Bags Canada Corona

Canadian Plastic Bag Industry and Corona Crisis

Rising food sales in supermarkets are exploding the demand for plastic bags to protect bread, fruits and vegetables. Single-use shopping bags are enjoying a resurgence in popularity. So much that Quebec factories are struggling to meet demand.

The single-use plastic bag was a public enemy only a few weeks ago, now it’s making its a comeback.

The 35,000 bags I had in stock sold out in two hours! “Says Frédéric Lessard, owner of Emballages EB.

His factory, located in East Broughton, a small municipality, no longer produces “shopping bags”, thebags used at supermarket checkouts. Asian Competition is too fierce.

In normal times, the machine that produces these bags only work at 5% of the time, specifies Mr. Lessard. Now, “its working 3 shifts [24 hours], 5 days a week. I make 30,000 a day […] It’s a nice turnaround. Plastic had a bad press. ”

Emballages EB now suplies five IGA supermarkets in the Chaudière-Appalaches region. “They decided to stop plastic. They had bad press […] now, we sold them white, no time for logos, “said the businessman.

New procedures

IGA had officially banned single-use plastic bags in all of its Quebec branches on March 19, but under current circumstances, some merchants prefer to have them.

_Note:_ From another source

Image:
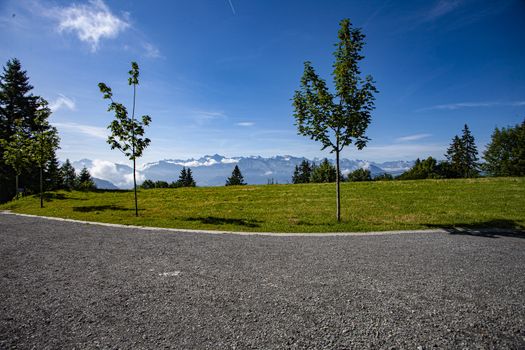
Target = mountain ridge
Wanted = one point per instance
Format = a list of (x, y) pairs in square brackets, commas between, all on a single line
[(213, 170)]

“There are a lot of transactions. It’s a precaution as everything changes quickly, ”said spokesperson Anne-Hélène Lavoie.

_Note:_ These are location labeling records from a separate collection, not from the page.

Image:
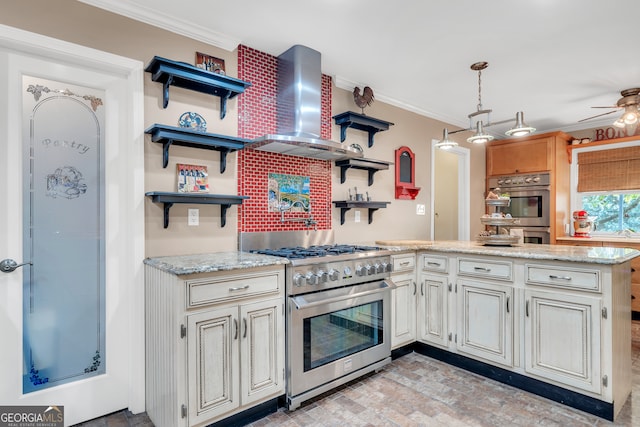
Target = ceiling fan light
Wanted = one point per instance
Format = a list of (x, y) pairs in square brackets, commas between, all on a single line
[(479, 137), (445, 143), (520, 128)]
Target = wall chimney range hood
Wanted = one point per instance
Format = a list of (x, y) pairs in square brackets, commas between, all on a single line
[(299, 110)]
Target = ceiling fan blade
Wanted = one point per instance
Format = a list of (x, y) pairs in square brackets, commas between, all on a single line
[(599, 115)]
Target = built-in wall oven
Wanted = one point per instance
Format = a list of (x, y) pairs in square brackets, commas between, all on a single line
[(530, 203), (338, 316)]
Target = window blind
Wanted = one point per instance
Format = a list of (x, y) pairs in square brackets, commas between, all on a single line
[(616, 169)]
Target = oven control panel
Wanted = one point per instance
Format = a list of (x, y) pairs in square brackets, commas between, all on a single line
[(326, 275)]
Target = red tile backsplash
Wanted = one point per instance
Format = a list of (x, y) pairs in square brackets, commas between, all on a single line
[(257, 117)]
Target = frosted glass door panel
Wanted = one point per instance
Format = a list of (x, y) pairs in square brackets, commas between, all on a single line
[(64, 288)]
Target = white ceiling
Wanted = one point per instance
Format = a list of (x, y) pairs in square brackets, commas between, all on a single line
[(552, 59)]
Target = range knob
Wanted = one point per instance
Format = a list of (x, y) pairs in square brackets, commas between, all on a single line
[(312, 279), (363, 270), (322, 276), (298, 279)]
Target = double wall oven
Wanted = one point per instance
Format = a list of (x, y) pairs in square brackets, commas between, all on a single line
[(338, 315), (530, 202)]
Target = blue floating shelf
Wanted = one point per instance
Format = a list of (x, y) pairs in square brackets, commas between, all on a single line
[(169, 198), (171, 135)]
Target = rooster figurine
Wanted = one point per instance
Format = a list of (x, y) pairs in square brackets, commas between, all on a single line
[(363, 100)]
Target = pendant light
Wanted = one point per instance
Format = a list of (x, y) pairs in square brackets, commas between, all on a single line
[(521, 128)]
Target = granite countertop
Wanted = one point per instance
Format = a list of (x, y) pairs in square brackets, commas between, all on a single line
[(217, 261), (593, 255), (634, 240)]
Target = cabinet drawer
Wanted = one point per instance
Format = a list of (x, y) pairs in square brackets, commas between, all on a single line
[(208, 291), (484, 268), (435, 263), (573, 278), (404, 262)]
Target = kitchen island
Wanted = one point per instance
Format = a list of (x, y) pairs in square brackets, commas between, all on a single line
[(553, 320)]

The demand for single-use bag has also increased because in some shops, customers can no longer bring their reusable bags.

This is the case for Provigo and Pharmaprix “in order to avoid the packer from handling an article of which he does not know where it comes from or its condition,” said spokesperson Johanne Héroux.

These retailers have also eliminated the fees charged for plastic bags.

Metro, IGA and Costco, for their part, no longer pack the purchases of customers with reusable bags, but it is allowed to bring them, they say.

Twice as many orders

The plastic bag used by the food industry is also experiencing a spectacular leap.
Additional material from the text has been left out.